North America Headlines

AEI Assessment

The policy debate around shale oil and gas continues to swing towards the moderates and away from the critics. The growing realisation of its transformational impact on the economy has broadened its appeal as it seems to hold the promise of jobs, prosperity and energy security. As a result we have raised our assessment for oil to Positive.

Renewable energy support policy continues to slide but the cost of solar and wind has fallen so dramatically that financial supports are becoming decreasingly important. As noted above rooftop solar and large scale wind are now competitive in conventional energy markets. Even after deducting the benefits of various subsidies, the economics are not so drastically affected as to completely negate renewable energy’s competitive position. Scale in both technologies and sensible policy support (like California’s decision to make rooftop solar installations less bureaucratic), continues to drive cost down making renewables so close to being strongly competitive against conventional energy on an unsubsidised basis.

The EPA is signalling its strong desire to continue to improve air quality by all means possible with FutureGen now able to proceed to construction and the department’s finding that ozone levels still too high.

Europe Headlines

AEI Assessment

The next major policy development for the EU is their 2030 targets. Preliminary discussions continue to suggest efficiency and renewable targets will only be binding at the EU level and not at the country level. Given the ongoing divergence in energy policy amongst member states (Poland versus everyone else essentially), this seems to be a reasonable compromise as it recognises that some countries are more willing than others to migrate to higher levels of renewable energy and take responsibility for their contribution to climate change. Countries have exceeded EU targets in the past so an aggregate target does make sense as long as there are not too many other countries looking to get a free ride. Making the efficiency target non-binding is disappointing though as these are easily the most direct and least difficult technologically to reduce a nation’s energy intensity.

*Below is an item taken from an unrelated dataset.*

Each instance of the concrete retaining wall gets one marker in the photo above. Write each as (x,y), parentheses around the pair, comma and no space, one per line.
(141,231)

A political resolution in the Ukraine, at the time of publication, appears to be in the making which will substantially reduce the political risk in this region.

China Headlines

AEI Assessment

It is becoming abundantly clear that China has recognised that business-as-usual will further aggravate the economic, societal and environmental imbalances in the country. Bringing forward its national carbon trading market and the move away from solely using GDP as a measure of success is tacit recognition by the government that externalities cannot be ignored forever. This will continue to put downward pressure on energy intensive, high emission industries.

Japan Headlines

AEI Assessment

Japan’s version of President Obama’s “all of the above” energy policy is best demonstrated by the expansion of solar power over the past two years. Over this time, Japan has approved an astonishing 65 gigawatts of new solar projects which actually exceeds Australia’s entire installed base of all forms of generation. The comment made by the Minister of Environment hardly seems necessary but is an important recognition by the government of the role of renewable energy in the energy mix. Yuko Obuchi appointment as the first female Trade and Industry Minister is hoped to appeal to the broader electorate as a recent Nikkei newspaper poll found 65% of female respondents opposed restarting Japan’s nuclear fleet.

Global Headlines

AEI Assessment

Momentum is building for an energy transformation in India and Africa. The deployment of solar cellphone towers in India is significant because it was needed to address the lack of dependable power in the area. This is a reflection of the larger problem facing the developing world where a centralised grid strategy has failed to lift nations out of energy poverty. Building a distributed energy grid around where energy is consumed instead of where resources are located is expected to be a fundamental principle in grid deployment in the developing world.